Position Name: Middle/Senior Application Security Engineer
Level: Middle/Senior
Hard skills requirements (including years):

• Secure Software - Knowledge of Secure Coding Practices. Strong coding skills in one or more languages like Python, JavaScript, etc., to understand code and identify potential vulnerabilities
• Application Security - Experience using SAST tools (e.g., SonarQube, Checkmarx, Snyk) for analyzing code for vulnerabilities during development.
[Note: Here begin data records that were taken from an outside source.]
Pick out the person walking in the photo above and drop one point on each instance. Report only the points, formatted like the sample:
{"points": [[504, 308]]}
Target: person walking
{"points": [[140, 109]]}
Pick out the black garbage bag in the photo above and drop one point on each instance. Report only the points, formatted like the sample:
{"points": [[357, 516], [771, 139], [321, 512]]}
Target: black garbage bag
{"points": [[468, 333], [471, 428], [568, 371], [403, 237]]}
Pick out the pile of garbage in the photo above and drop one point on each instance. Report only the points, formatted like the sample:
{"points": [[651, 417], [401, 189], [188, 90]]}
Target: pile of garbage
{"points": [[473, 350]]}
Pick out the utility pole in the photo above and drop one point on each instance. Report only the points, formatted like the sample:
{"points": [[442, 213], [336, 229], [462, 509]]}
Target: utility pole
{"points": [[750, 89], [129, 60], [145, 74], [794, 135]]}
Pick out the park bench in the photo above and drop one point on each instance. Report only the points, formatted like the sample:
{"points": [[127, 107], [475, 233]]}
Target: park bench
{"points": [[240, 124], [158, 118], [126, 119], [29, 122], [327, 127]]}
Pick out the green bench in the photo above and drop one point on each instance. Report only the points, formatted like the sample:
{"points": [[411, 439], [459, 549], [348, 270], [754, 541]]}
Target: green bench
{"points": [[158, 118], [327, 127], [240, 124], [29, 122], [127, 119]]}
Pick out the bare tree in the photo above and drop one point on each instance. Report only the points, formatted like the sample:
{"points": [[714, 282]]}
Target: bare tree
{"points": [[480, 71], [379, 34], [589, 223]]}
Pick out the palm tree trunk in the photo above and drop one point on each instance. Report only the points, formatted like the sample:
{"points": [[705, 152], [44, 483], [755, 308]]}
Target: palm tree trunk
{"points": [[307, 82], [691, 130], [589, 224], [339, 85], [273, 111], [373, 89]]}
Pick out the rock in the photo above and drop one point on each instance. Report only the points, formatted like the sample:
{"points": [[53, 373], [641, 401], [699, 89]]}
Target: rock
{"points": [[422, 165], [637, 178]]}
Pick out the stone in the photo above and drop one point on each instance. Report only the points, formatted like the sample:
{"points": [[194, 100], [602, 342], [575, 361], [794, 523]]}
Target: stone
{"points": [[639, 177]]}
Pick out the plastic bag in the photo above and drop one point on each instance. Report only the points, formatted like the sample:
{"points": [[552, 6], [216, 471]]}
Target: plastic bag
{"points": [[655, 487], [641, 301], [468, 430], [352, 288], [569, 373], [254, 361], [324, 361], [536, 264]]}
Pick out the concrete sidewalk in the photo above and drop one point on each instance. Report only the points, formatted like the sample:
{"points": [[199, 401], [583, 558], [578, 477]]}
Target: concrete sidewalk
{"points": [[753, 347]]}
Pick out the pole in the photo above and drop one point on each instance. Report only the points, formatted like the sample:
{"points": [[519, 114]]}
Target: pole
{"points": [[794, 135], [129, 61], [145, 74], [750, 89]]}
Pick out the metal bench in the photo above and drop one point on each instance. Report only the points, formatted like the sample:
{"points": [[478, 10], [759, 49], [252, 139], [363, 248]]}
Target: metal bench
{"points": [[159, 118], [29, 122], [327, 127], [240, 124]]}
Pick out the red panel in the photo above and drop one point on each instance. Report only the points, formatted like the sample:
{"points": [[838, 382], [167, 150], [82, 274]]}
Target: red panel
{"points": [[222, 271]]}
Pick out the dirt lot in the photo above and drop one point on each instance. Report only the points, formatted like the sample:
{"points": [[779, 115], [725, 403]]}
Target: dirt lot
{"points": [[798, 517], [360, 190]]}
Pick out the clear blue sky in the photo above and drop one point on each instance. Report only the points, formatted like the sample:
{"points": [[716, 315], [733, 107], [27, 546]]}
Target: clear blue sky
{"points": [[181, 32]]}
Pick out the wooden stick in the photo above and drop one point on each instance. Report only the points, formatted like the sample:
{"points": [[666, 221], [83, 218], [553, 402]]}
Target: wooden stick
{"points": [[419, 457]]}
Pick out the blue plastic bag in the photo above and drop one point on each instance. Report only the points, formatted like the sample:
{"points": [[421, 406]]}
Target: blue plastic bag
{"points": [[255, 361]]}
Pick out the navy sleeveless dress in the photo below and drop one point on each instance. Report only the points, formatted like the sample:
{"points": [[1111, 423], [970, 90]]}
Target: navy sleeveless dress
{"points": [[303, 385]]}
Proficiency in using DAST tools (e.g., OWASP ZAP, Burp Suite, AppScan)
• Threat Modeling - Ability to perform threat modeling and risk assessments to identify potential vulnerabilities during the design phase of applications.
• Vulnerability - Experience with tools like Nessus, Qualys, or OpenVAS to identify security vulnerabilities in applications and infrastructure.
• Penetration Testing - Proficiency in conducting or supporting manual and automated penetration tests to simulate attacks and uncover application security flaws.
• Cloud Platform - Experience with securing cloud environments (AWS, Azure, GCP), including knowledge of IAM, secure configurations, network security, and encryption.
• Container - Experience securing containerized applications using Docker and Kubernetes, along with tools for container security scanning (e.g., Aqua Security, Twistlock).
• CI/CD Pipeline - Experience integrating security testing tools into Continuous Integration/Continuous Deployment (CI/CD) pipelines (e.g., Jenkins, GitLab, CircleCI) to automate security checks.
• Bachelor's degree in Information Security, IT, or a related field. Equivalent work experience is also acceptable.
• Relevant certifications such as CISSP, CEH, OSCP, GWAPT, or CSSLP.

Soft skills requirements:

• Ability to effectively convey ideas, expectations, and feedback to team members and stakeholders
• Ability to take the initiative to identify and address potential issues before they escalate, ensuring smooth project execution and minimizing risks.
• Ability to quickly identify issues and implement effective solutions to keep projects on track
• Attention to Detail
• Strong ability to work under pressure, remain calm and focused, maintaining productivity and high-quality output even in stressful situations
• Ability to work seamlessly with cross-functional teams, fostering strong relationships and ensuring alignment across all business units.
• Ability to adapt to rapidly changing environments, ensuring the team can pivot quickly to meet new challenges and opportunities
• Ability to expertly manage working time and prioritizes tasks to ensure timely delivery of projects and efficient use of resources.
• Critical Thinking
• proactive acceptance of accountability for one's actions, decisions, and outcomes
• Ability to analyze data from multiple sources and identify patterns or anomalies that could indicate security threats.
• High moral standards in handling sensitive data and making decisions that align with security policies.

Responsibilities:

• Secure Code Reviews - Provide guidance and conduct secure code reviews, ensuring adherence to OWASP Top 10, SANS 25, and other security best practices.
• Vulnerability Assessment - Conduct application security assessments, including manual code reviews and automated vulnerability scanning, to identify potential security flaws.
• Security Integration - Embed security best practices throughout the development lifecycle, from design to deployment, ensuring secure coding practices.Implement and maintain security tools for Continuous Integration/Continuous Deployment (CI/CD) pipelines, such as SAST, DAST, and Interactive Application Security Testing (IAST).
• Penetration Testing - Lead or support internal and external penetration testing efforts to proactively identify and mitigate security risks.
• Collaboration - Work closely with developers, DevOps, and QA teams to promote security awareness, provide training, and support security-focused testing efforts (e.g., static and dynamic application security testing).
• Incident Response - Collaborate with the security team in incident management, ensuring prompt and thorough investigation and remediation of any security breaches or vulnerabilities.
• Policy & Standards - Develop, maintain, and enforce security policies, procedures, and standards related to application development and deployment.
• Research & Development - Stay up-to-date with the latest security threats, trends, and technologies, continuously improving security protocols and infrastructure.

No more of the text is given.